I am a person who typically rises by 5 a.m., sometimes four. I have a blog, a job, a household to maintain and I am constantly on a mission to get things done.
Last Sunday however, after the verdict of the Trayvon Martin case I found myself unable to rise until 2 p.m.
The alternating emotions of shock, anger, fear, and deep soul-numbing sadness which kept me bedridden seems to have taken residence in my mind overriding other thoughts. I cry constantly now but somehow I am surprised by the tears as they come out of nowhere and at the most inopportune moments.
Since the verdict my television has been on from early morning until very late at night in search of answers. I channel surf between the 24 hour news stations listening to the commentators opining on the details of case law, DNA, Rachel Jeantel's testimony, and jury selection, many of them it seems also trying to make sense out of how things went so wrong (or so right depending on your perspective).
I have had ongoing conversations about the trial with my mother but my father is still unable to discuss it. They are both 70-something years old and have lived through much racial turbulence. My father started the first Black Student Union at a high school for gifted students in the sixties so he has always been an activist. But he is much older now and has gone inward to heal from yet another devastation to our Black community.
My heart aches for him as I imagine the unspeakable fear he is feeling that something similar will happen to his grandson and granddaughter.
When he was a boy, his father for whom he was named and for whom his grandson is named, had to flee St.
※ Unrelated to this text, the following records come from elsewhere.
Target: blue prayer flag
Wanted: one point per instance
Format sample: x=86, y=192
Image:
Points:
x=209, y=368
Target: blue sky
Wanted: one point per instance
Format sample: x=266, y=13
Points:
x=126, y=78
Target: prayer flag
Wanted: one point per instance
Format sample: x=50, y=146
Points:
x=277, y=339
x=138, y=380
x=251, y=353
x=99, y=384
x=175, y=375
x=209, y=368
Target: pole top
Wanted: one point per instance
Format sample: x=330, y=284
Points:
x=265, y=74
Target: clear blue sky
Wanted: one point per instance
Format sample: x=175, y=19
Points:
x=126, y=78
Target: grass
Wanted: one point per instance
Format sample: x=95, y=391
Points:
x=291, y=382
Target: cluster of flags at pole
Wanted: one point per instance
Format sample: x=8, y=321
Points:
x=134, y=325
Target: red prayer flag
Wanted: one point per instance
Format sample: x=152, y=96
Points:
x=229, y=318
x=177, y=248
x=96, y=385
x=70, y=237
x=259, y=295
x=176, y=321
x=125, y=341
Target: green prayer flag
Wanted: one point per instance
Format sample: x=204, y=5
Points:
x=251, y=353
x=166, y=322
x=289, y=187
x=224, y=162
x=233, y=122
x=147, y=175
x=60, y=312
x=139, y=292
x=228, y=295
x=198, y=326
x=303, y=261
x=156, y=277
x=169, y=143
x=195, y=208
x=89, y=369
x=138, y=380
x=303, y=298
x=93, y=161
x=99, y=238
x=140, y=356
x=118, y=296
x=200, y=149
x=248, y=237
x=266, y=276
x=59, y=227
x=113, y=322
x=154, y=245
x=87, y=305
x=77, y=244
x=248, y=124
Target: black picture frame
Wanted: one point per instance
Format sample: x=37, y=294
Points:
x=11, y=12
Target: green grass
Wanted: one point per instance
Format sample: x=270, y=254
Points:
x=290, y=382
Petersburg, Florida with his wife and young sons to avoid being lynched for his outspoken views on human rights. This was 90 years ago. This is my legacy.
I have heard many people say that a conversation must be had on race relations in this country. But this is not necessarily the time to begin that conversation. It's good to rally and march; coming together for a common cause can be mentally and emotionally healing. But right now, I do not want to be approached by anyone who does not look like me to discuss the verdict.
I am still grieving for Trayvon, his family and mine. Allow me a week at least, most jobs will give you that much. Give me time to pull it together. Then we can talk.